2 drops of 5%honey solution were placed on the cover of the petri dish.
Each concentration had 3 replicates labelled R1,R2 and R3.
Results were taken every 24 hours. Mortality rate was recorded.
Assessing the effect of SORBA on coccons of Cotesia Plutella:
5 coccons of Cotesia plutellae were placed on a petri dish along with a filter paper.
Using a Potter Spray Tower (Burkard CO.), different concentration of SORBA was sprayed.
Every 24 hours, the emergence and mortaity rate of the insect was recorded.
Assessing the effect of SORBA on larvae of cotesia:
Discs of 2.5cm of cabbage leaves were made.

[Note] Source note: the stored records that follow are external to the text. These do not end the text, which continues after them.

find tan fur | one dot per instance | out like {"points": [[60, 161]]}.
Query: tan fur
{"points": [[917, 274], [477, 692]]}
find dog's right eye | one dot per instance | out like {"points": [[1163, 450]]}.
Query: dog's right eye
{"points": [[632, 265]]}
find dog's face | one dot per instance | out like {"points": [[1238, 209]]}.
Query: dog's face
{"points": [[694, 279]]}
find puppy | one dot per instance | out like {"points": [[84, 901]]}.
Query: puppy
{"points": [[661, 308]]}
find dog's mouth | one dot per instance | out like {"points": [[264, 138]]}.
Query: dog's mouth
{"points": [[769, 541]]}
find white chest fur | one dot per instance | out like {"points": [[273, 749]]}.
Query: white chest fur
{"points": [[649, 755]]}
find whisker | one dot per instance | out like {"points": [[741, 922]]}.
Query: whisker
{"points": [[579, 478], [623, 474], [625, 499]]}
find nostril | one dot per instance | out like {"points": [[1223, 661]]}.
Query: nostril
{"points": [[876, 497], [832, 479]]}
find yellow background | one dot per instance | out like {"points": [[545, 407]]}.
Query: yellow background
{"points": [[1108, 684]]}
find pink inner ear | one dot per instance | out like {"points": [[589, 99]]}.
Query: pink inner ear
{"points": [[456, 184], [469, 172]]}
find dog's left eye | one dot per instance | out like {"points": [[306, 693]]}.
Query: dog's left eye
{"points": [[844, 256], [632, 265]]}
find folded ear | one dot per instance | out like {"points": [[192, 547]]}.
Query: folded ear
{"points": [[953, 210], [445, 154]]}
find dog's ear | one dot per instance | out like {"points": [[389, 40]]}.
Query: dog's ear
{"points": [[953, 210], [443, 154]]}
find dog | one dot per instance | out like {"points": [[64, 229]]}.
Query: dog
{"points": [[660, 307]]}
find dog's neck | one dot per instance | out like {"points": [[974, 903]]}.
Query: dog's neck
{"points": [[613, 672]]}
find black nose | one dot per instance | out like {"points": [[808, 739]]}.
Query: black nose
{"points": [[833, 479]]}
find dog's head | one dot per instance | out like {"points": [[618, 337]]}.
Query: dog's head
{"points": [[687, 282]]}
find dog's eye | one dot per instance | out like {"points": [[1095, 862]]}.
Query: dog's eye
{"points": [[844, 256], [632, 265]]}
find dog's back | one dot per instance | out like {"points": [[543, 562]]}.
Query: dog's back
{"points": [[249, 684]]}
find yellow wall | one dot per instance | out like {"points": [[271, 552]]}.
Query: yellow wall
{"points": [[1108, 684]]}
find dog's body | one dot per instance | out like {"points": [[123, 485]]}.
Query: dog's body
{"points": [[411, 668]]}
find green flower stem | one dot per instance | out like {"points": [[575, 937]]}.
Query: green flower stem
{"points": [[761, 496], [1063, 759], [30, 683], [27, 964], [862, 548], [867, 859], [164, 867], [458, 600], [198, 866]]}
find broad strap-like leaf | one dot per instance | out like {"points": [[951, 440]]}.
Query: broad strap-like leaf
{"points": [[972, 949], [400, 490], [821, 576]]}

In a petri dish, 5 disc and parasitized plutella xylostella larvae were placed.
Three instars of Plutella Xylostella was used namely the second instar, third instar and forth instar.
Using a sprayer the different concentrations of SORBA was sprayed.
For each instar and concentration of SORBA each procedure were replicated three times.
Every 24 hours, mortality rate of Plutellae xylostella, pupation of Cotesia Plutellae and emergence were recorded.